Sabíamos que era imposible ganar, pero no era eso lo más importante; podíamos servir a la gente de muchas otras formas.
En una oportunidad nos vinculamos con una comunidad muy humilde del Quinto Cuartel y decidimos caerles un día sábado por la noche a darles nuestro mensaje y nuestra ayuda, exclusivamente consistente en darles los instrumentos para que ellos mismos también pelearan por sus necesidades, que eran enormes y dolorosas. Fue una noche fría, creo recordar. Les habíamos llevado la carne, cebollas y la harina para que ellos hicieran empanadas para la juntada política y no recibieran dádivas sino colaboración; que el esfuerzo fuera conjunto, como es la lucha por las necesidades y los ideales. Y así fue. Gente triste, gente gris, postergada y buena se juntó ese sábado en una humilde vivienda y nos esperó con las empanadas. Las tengo patentes: pequeñas, de masa con grasa, por supuesto sin aceitunas ni huevo, pero muy sabrosas.

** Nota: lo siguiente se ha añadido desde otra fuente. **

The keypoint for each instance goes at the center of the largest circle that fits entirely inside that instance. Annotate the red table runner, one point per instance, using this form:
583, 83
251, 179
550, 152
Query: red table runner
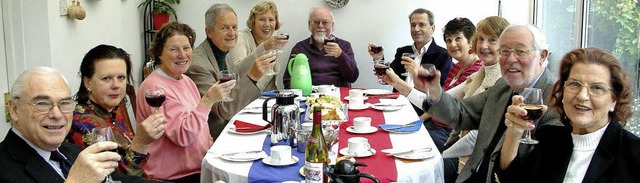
379, 165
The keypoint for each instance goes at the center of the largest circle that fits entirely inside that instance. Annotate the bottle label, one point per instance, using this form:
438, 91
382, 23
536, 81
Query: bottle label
313, 172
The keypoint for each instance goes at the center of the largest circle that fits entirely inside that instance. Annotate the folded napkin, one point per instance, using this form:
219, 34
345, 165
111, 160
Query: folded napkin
245, 127
410, 127
271, 93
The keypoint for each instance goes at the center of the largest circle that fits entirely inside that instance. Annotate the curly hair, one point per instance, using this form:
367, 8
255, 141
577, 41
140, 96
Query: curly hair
620, 85
263, 8
492, 26
88, 66
167, 31
459, 24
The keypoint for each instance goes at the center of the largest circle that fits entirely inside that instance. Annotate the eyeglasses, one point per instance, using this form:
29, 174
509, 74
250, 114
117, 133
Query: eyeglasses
65, 106
520, 54
318, 22
593, 89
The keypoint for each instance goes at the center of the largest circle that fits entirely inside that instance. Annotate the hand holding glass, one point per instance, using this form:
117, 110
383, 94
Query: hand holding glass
533, 104
154, 97
410, 55
102, 135
227, 75
271, 72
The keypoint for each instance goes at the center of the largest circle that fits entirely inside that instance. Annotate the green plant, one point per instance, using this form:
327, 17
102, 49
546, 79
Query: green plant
161, 6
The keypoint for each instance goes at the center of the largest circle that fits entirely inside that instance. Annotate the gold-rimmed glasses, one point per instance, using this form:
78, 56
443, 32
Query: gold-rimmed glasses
520, 53
593, 89
45, 106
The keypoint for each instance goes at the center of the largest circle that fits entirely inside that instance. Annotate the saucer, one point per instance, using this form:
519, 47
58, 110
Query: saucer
360, 107
345, 152
267, 161
363, 98
370, 129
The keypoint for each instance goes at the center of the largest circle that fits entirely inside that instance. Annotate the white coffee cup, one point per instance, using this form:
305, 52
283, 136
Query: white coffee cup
356, 102
361, 124
295, 91
356, 93
280, 154
358, 145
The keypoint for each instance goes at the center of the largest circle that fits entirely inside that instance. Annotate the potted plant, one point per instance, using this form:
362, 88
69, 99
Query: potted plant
161, 11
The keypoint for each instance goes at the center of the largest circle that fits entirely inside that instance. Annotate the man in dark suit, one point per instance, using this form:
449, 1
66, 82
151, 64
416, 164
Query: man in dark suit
523, 54
221, 27
424, 48
34, 150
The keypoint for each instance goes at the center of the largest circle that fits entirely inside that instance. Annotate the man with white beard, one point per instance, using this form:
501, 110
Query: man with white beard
331, 63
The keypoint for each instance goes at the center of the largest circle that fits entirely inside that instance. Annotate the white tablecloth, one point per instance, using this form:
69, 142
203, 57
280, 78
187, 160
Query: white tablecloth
429, 170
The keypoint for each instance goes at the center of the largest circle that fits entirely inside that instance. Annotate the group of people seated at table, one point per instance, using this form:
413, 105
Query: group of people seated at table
581, 138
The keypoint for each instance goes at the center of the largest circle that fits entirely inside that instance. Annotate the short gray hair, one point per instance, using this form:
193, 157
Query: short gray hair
214, 11
18, 87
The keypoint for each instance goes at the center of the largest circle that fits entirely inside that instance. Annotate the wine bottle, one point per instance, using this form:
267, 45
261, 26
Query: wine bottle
316, 152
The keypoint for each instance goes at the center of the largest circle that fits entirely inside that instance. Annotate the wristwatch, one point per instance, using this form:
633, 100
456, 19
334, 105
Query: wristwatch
336, 3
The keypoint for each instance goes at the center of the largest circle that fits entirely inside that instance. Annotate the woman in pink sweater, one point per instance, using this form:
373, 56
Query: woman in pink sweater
178, 154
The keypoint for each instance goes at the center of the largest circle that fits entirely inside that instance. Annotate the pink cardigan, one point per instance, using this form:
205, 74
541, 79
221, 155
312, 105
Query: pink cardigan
179, 152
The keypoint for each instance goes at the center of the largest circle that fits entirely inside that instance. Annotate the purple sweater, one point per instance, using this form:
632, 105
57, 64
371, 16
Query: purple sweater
341, 71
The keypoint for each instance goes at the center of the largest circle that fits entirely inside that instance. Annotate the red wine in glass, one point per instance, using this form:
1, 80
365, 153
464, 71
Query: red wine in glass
533, 112
155, 101
381, 69
376, 49
225, 79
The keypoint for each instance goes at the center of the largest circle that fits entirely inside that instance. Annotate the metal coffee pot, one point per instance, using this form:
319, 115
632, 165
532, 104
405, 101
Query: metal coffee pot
285, 117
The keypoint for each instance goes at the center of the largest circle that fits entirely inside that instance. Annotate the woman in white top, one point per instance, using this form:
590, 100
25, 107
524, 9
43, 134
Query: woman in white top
253, 41
593, 97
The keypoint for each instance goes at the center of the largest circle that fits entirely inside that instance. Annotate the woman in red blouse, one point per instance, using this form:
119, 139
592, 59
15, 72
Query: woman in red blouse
105, 72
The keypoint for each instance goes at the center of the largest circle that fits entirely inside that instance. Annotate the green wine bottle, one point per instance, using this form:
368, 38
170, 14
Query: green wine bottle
316, 152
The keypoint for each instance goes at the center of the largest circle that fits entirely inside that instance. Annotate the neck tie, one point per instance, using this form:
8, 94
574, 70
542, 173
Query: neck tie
64, 163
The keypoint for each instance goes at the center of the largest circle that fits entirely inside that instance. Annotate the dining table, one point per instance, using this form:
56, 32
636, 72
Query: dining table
385, 167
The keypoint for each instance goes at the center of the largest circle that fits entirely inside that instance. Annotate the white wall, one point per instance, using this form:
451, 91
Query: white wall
36, 35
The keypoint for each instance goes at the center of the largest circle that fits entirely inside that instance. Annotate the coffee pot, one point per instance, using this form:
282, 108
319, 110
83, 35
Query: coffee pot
345, 172
300, 73
285, 117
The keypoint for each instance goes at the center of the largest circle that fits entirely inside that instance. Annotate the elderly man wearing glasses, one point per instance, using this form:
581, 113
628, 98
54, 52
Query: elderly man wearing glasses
331, 59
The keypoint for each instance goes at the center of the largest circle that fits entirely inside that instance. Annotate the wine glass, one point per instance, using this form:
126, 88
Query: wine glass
283, 33
327, 40
155, 97
381, 67
271, 72
104, 134
533, 104
331, 132
224, 76
410, 55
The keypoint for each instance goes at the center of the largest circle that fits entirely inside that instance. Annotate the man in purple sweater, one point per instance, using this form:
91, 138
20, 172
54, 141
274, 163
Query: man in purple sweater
331, 63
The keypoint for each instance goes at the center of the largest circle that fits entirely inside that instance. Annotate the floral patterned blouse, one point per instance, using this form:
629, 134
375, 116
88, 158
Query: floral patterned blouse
88, 116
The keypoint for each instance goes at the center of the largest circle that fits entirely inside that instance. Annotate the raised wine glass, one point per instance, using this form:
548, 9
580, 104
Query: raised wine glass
533, 104
381, 67
282, 33
103, 134
410, 55
224, 76
271, 72
155, 97
327, 40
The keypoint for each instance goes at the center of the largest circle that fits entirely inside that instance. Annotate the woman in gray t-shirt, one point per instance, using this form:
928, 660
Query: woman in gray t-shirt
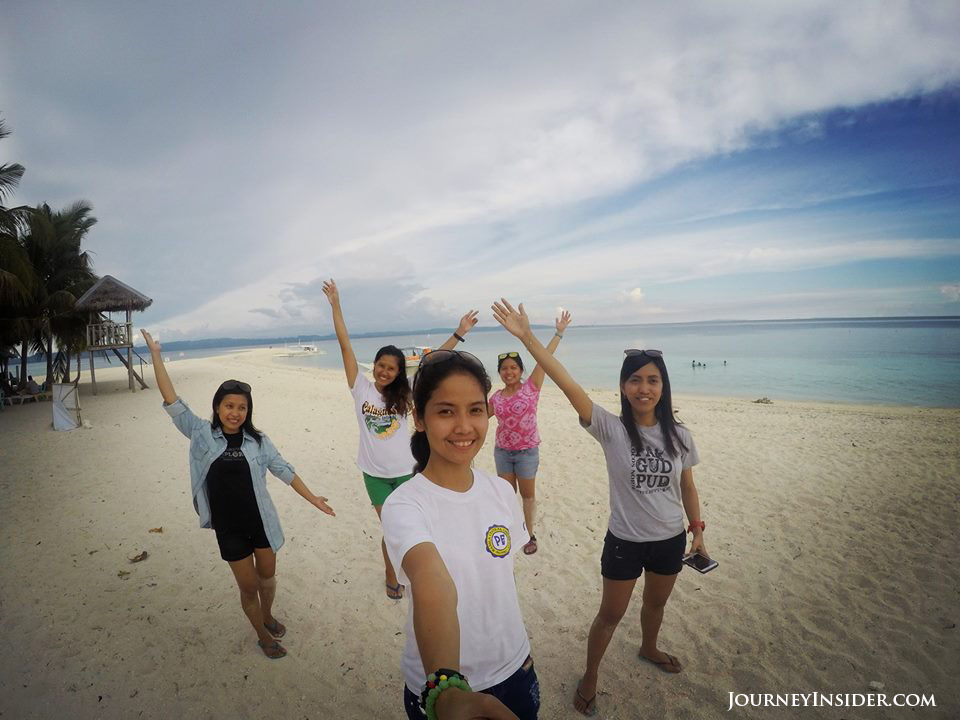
650, 461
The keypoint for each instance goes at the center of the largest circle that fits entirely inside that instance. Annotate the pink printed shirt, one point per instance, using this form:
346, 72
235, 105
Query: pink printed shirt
517, 417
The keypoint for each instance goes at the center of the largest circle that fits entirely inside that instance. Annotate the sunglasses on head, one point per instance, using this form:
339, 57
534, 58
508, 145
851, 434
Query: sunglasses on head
440, 356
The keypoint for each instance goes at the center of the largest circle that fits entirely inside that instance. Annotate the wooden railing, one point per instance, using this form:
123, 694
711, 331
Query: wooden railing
108, 335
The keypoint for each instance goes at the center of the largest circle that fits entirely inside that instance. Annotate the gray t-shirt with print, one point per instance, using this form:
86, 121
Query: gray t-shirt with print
645, 500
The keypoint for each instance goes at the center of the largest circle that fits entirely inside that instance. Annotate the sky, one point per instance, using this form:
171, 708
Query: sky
633, 162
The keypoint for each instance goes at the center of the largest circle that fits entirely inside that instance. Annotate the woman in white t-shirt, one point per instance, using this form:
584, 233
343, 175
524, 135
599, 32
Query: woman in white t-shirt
453, 532
650, 461
382, 407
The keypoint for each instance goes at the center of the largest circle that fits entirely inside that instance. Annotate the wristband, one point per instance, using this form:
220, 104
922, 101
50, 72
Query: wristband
437, 682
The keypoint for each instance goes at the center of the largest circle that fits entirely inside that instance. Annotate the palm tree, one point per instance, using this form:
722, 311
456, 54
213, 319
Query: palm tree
10, 218
53, 245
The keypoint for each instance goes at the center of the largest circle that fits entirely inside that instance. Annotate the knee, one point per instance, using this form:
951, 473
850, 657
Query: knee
610, 617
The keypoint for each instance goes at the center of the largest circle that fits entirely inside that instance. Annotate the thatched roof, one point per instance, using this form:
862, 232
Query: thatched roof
111, 295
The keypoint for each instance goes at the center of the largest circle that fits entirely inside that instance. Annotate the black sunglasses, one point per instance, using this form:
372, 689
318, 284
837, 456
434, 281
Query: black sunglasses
440, 356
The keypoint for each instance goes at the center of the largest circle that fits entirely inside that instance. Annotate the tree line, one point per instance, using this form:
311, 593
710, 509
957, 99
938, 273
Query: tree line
43, 271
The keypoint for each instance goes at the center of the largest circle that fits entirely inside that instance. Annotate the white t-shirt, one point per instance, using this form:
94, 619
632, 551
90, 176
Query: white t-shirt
477, 534
645, 499
384, 449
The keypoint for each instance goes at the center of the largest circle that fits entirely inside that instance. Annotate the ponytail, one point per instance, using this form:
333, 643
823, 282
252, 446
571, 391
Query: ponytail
420, 449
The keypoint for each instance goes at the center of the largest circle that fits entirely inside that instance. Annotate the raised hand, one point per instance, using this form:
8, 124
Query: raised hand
330, 290
467, 322
152, 345
514, 321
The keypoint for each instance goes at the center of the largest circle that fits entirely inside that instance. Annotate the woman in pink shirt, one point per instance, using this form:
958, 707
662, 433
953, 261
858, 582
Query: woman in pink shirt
517, 452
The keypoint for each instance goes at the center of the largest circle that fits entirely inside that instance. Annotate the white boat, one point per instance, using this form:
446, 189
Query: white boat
301, 349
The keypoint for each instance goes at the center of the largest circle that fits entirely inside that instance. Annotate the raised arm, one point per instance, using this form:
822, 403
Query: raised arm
466, 324
159, 370
561, 323
343, 337
437, 629
517, 324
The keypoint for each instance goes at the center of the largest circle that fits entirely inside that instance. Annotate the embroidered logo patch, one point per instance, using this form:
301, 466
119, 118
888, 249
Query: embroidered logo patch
498, 541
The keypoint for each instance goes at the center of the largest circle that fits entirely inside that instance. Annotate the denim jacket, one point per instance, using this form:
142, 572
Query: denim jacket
207, 444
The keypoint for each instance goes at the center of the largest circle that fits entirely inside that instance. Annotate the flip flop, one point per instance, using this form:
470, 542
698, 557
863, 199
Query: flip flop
670, 665
278, 629
591, 704
280, 652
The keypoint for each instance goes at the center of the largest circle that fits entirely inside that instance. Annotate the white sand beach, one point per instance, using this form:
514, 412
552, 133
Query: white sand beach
833, 525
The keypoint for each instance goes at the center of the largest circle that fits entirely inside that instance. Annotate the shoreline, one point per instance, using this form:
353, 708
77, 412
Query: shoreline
828, 522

Mientras hablábamos de nuestros puntos de vista sobre la realidad y como -a nuestro criterio- podía modificarse para bien de ellos, el clima era de distensión y cordialidad. Pero, a un costado del grupo, un bebé lloraba lastimosamente pegado el pecho desnudo de su madre. Le preguntamos cuál era el motivo de ese largo llanto, y la joven madre, una mujer delgadísima de piel cetrina y mirada brillante, nos dijo que era porque ella no tenía leche en sus pechos, ya que no comía desde el miércoles. Era entonces un sábado.
Nunca olvidaré que uno de los nuestros susurró por lo bajo que en cualquier momento le podía dar un infarto por la pena que estas situaciones le causaban.
No sé qué fue de la vida de aquel niño sufriente y desarmado en llantos. Hoy debe tener los años de la democracia recuperada, que todavía no puede cumplir la sana y legítima expectativa de que con la democracia se come y se educa, como debiera ser. Será -no lo sé- un muchachón de unos 36 años, que se crió en el desamparo de un pecho abandonado por la pobreza y seguramente fue un niño triste y un adolescente con mucho menos oportunidades. ¡Ay, país, país! ¡De cuántos dolores estás hecho, de cuantos desencuentros, demagogia y pérdida de oportunidades, pequeñas y grandes batallas perdidas en el desierto de la desigualdad de oportunidades!
Aún me arde en el pecho -muchas veces cansado de dolores ajenos- el llanto de una criatura que sólo pedía lo mínimo para sobrevivir.